These are the smaller ones only 125lbs per shelf. We stacked them 9 high and
anchored them to the floor at a friends shop for tool and material storage.









These are the big ones about 200lbs per shelf. The casters give it a bit of wobble
but it doesn't affect the mill on top.


----------



## compound driver 2 (Mar 13, 2008)

Hi
That looks a good solid setup. I have to say I do like the old American lathes always look like theres not much will get past them. I still wish I had our old Logan now that was a superb lathe.

Cheers Kevin


----------



## Bogstandard (Mar 17, 2008)

Bob,
With the lathe bolted down tight and showing the same level all along, just try leaning say on the tailstock and see what happens. Not so much the the very big beefy iron, but the smaller variety. It will most probably throw the levelling way out.

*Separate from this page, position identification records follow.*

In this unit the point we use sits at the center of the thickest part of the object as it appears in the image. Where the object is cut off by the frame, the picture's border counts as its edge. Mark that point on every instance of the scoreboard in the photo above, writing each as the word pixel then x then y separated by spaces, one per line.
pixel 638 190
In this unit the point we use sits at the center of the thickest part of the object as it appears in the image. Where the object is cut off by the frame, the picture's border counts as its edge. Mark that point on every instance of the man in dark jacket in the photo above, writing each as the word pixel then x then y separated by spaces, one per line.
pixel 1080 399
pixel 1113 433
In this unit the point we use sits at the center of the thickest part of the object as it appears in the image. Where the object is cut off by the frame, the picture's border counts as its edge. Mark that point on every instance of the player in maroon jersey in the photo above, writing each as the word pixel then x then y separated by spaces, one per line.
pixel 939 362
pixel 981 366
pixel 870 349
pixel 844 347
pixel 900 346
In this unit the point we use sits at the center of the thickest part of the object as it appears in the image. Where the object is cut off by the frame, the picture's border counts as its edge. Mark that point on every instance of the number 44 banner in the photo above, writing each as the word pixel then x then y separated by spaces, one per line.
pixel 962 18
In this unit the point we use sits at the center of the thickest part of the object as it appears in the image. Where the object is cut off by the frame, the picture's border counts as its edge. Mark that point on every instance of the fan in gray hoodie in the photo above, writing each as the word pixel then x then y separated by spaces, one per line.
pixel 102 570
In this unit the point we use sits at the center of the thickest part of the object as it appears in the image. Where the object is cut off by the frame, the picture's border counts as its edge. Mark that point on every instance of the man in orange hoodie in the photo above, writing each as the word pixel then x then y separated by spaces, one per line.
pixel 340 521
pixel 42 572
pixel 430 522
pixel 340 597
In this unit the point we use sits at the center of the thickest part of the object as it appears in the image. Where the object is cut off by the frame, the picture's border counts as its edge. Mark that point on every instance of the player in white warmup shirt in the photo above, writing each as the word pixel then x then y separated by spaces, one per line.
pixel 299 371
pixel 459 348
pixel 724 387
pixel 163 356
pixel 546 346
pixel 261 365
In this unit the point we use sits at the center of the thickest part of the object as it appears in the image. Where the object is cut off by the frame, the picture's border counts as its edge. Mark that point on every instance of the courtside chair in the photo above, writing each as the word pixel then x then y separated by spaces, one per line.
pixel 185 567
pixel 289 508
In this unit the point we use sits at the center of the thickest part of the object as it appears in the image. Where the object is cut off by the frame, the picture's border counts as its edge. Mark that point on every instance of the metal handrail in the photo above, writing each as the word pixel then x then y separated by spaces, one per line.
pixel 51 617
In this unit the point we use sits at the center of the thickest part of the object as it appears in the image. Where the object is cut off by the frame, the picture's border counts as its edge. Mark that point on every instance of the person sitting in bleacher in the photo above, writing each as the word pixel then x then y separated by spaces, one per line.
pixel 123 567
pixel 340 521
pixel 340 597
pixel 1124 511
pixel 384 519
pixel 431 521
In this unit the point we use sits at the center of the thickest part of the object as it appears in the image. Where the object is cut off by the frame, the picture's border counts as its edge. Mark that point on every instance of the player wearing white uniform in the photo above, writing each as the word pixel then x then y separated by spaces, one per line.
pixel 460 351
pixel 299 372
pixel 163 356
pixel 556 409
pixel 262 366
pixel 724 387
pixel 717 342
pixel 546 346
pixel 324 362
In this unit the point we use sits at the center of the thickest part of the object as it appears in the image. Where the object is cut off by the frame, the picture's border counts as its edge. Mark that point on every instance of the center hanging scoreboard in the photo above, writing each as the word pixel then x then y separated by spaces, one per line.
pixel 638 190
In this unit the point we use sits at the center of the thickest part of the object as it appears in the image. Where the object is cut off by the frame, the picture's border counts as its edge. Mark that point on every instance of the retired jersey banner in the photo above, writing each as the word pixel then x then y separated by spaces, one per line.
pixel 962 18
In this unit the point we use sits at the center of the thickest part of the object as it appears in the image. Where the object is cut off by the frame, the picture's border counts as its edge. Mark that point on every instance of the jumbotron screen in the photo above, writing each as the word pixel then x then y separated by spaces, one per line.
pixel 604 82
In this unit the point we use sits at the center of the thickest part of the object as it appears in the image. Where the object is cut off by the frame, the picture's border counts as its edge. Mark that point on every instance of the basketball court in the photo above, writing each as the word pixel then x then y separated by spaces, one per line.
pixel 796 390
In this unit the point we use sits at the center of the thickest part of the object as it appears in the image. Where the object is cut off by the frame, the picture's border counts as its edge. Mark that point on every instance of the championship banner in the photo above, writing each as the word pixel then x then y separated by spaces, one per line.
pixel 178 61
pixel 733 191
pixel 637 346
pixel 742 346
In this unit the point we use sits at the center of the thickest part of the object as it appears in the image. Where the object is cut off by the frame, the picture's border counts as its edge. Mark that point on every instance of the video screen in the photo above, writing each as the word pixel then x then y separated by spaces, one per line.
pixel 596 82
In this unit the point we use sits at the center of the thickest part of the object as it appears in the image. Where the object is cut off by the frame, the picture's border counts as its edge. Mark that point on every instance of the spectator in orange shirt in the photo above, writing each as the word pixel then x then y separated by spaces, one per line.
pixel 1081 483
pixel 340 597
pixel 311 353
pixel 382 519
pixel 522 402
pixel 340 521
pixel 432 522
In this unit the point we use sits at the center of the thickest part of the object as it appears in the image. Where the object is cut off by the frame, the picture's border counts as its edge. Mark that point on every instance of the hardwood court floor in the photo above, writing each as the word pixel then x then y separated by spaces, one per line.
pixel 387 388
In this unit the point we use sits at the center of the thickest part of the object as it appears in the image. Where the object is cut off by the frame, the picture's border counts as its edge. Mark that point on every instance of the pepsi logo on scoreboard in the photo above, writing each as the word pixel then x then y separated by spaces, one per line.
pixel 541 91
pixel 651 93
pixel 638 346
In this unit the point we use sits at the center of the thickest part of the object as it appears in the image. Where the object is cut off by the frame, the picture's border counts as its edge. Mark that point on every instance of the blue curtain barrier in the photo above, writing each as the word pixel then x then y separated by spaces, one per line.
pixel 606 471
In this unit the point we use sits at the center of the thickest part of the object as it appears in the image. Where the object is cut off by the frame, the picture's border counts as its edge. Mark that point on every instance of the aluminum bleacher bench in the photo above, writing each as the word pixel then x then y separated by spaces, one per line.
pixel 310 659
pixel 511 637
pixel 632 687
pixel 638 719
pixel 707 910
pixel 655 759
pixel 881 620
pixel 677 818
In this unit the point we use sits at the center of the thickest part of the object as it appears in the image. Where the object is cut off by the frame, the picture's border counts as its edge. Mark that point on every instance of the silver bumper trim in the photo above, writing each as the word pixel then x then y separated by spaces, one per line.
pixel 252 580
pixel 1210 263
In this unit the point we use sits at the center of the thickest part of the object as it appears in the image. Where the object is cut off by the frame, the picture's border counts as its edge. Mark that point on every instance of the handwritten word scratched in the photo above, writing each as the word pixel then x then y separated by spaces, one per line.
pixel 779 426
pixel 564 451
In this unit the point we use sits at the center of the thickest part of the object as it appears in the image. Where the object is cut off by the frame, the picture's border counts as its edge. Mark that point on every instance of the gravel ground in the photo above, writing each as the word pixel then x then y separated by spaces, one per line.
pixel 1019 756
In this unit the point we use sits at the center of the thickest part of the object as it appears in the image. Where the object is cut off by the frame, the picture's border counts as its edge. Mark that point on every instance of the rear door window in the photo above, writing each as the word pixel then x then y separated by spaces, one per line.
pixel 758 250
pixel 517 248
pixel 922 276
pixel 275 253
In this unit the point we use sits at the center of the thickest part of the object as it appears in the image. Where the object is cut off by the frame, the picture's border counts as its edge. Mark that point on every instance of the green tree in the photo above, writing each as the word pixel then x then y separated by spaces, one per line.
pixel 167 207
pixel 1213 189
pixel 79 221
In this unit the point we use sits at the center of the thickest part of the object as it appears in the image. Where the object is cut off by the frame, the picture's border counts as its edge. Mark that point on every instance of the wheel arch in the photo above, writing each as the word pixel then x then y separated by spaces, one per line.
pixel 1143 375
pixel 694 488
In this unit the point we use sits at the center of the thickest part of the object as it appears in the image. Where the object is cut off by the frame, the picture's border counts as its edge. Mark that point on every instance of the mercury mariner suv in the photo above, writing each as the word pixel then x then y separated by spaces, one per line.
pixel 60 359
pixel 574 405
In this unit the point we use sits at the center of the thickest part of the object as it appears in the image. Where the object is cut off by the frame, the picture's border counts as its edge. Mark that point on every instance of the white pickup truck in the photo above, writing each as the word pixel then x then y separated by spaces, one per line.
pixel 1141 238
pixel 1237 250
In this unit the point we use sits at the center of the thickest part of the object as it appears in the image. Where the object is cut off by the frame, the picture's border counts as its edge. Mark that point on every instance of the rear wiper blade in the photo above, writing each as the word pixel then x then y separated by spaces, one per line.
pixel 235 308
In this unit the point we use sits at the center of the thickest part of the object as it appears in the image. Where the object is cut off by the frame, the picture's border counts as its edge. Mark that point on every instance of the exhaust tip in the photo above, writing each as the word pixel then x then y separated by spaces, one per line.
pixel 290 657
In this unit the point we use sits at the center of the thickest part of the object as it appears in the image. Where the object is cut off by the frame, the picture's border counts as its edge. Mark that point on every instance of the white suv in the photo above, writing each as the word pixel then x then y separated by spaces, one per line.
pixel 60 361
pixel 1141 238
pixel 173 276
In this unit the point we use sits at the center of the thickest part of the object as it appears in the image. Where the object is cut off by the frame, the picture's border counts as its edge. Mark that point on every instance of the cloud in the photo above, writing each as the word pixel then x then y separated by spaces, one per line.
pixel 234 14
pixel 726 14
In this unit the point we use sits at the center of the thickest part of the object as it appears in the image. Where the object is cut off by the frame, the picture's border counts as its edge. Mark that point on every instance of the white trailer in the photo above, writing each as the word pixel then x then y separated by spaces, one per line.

We were always taught not to put any pressure anywhere on the machine while it was cutting. The only things you should touch are the setting dials and control buttons. It used to make my blood boil when I used to see an operator with an auto cut on, with his arse leaning on the drip tray by the tailstock, rolling a fag. 

I am sure none of us on here lean on the tailstock or headstock looking at the cut as it progresses. A bit difficult with the tiny machines, but you know where I am coming from.

John


----------



## chillybilly (Jul 19, 2009)

Anybody idea where in the UK tool holder screws can be purchased ? or is it a case of making your own .I need them in M8 thread ....Thanks in advance ...


----------